Stéphane Dion, cet accident politique qui n'en finit plus, cet homme qui va de défaite en défaite jusqu'aux plus hauts sommets, Stéphane Dion, donc, s'en va vers le poste de premier ministre avec la bénédiction du Bloc québécois.

Et dans six mois, un homme désigné par un congrès libéral lui succédera à la tête du gouvernement canadien.

Saviez-vous que vous aviez voté pour ça?

Cette histoire est autant psychiatrique que politique. Aux dernières nouvelles, le premier ministre s'appelait encore Stephen Harper et le gouvernement n'avait pas été défait.

 

Et voilà que les trois chefs de l'opposition, dans un élan de folie à trois, se concoctent un gouvernement de coalition.

Et pleuvent les milliards sur les industries malades!

A-t-on dit 30 milliards? Autant que la Grande-Bretagne a décidé d'injecter.

Oh, c'est peut-être une excellente idée économique. Mais je le répète: on a brûlé un certain nombre d'étapes.

Que le gouvernement Harper ait été mesquin et stupide dans son énoncé économique de la semaine dernière est une chose. Mais avant de changer de gouvernement, l'opposition devrait le faire reculer et le forcer à un compromis -ce que Stephen Harper tente de faire désespérément.

Pourquoi devrait-on accepter l'idée qu'après moins de deux mois de gouvernement, l'opposition ait «perdu confiance» dans le gouvernement et qu'on doive à tout prix s'en remettre à Stéphane Dion et Jack Layton?

Cette confiance n'a jamais existé politiquement: les trois partis de l'opposition, plutôt au centre gauche, nous l'ont assez clairement dit avant, pendant et après la campagne.
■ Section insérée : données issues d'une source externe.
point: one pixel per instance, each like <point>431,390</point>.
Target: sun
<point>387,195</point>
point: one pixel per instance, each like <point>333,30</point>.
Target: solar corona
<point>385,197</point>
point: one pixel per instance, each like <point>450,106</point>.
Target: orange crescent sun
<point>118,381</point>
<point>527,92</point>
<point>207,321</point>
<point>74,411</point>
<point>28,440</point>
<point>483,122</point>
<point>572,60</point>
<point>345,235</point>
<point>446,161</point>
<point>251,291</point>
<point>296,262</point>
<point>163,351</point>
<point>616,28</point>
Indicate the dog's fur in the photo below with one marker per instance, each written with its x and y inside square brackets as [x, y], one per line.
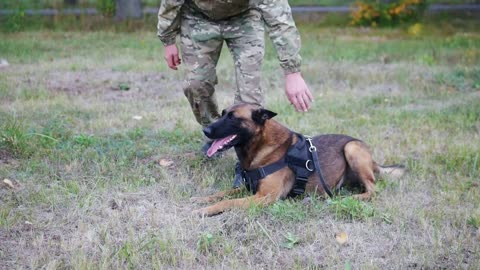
[259, 141]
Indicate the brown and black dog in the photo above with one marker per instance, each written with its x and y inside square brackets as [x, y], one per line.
[259, 141]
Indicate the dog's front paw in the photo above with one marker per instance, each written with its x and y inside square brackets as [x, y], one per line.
[200, 213]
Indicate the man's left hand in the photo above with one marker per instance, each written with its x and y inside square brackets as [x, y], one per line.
[297, 92]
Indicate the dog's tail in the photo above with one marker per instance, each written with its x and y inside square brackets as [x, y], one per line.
[392, 171]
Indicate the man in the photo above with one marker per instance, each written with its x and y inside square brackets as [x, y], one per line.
[204, 25]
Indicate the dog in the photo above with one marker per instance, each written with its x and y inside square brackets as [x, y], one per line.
[260, 141]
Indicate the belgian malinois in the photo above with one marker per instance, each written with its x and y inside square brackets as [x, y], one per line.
[259, 141]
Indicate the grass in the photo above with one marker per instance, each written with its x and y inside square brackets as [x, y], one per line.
[86, 117]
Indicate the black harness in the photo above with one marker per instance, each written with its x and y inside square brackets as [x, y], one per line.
[299, 159]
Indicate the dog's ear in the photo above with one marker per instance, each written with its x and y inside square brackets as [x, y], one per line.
[261, 115]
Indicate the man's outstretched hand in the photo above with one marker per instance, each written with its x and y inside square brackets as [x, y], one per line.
[297, 92]
[171, 56]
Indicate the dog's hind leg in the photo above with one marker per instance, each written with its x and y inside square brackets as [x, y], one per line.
[215, 197]
[362, 165]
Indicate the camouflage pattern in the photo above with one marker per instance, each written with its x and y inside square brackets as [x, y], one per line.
[204, 26]
[201, 44]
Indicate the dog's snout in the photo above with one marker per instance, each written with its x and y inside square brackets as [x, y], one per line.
[207, 131]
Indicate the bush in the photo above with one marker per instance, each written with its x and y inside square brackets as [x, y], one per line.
[380, 13]
[106, 7]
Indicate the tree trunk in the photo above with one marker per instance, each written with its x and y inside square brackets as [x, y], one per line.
[129, 9]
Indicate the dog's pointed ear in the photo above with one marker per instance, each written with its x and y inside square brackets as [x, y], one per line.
[261, 115]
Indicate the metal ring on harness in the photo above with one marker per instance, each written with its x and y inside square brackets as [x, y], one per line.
[306, 165]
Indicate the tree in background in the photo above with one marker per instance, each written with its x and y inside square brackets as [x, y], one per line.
[121, 9]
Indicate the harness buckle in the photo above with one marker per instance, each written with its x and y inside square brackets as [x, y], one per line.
[307, 166]
[312, 147]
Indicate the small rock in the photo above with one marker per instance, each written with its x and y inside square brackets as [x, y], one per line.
[341, 237]
[8, 183]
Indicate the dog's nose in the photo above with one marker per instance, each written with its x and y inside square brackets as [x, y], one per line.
[207, 131]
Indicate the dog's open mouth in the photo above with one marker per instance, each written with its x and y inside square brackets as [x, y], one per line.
[220, 145]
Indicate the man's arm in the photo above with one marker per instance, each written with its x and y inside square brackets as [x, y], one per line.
[168, 28]
[278, 18]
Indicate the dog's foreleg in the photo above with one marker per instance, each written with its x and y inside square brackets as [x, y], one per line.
[236, 203]
[215, 197]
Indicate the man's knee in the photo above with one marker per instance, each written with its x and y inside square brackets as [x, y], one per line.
[198, 89]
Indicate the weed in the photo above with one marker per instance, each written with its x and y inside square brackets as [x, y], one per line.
[205, 242]
[351, 209]
[84, 140]
[474, 221]
[288, 210]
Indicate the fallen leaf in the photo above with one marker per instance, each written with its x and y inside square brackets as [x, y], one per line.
[341, 237]
[165, 162]
[8, 183]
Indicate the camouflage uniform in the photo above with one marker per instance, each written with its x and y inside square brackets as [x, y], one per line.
[205, 24]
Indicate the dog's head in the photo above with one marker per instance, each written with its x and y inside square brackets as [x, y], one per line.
[238, 124]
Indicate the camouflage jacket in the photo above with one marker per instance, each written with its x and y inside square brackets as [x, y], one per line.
[276, 14]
Rien de neuf ici: c'est pourquoi ils sont dans des partis différents!

Juridiquement, pour retirer cette confiance, il faut un vote de la Chambre des communes. Vote qui n'a pas eu lieu.

Les Canadiens n'ont peut-être pas le goût de voter tous les trois mois, mais veulent-ils vraiment un ministre de l'Industrie (ou de n'importe quoi d'autre) néo-démocrate sans l'avoir décidé?

Les partis d'opposition, voyez-vous, ont découvert ce formidable esprit de coopération. Dixit Thomas Mulcair: ils sont prêts à «mettre de côté les divisions» pour «agir sur l'économie dans le meilleur intérêt de l'ensemble des Canadiens». Comme c'est touchant!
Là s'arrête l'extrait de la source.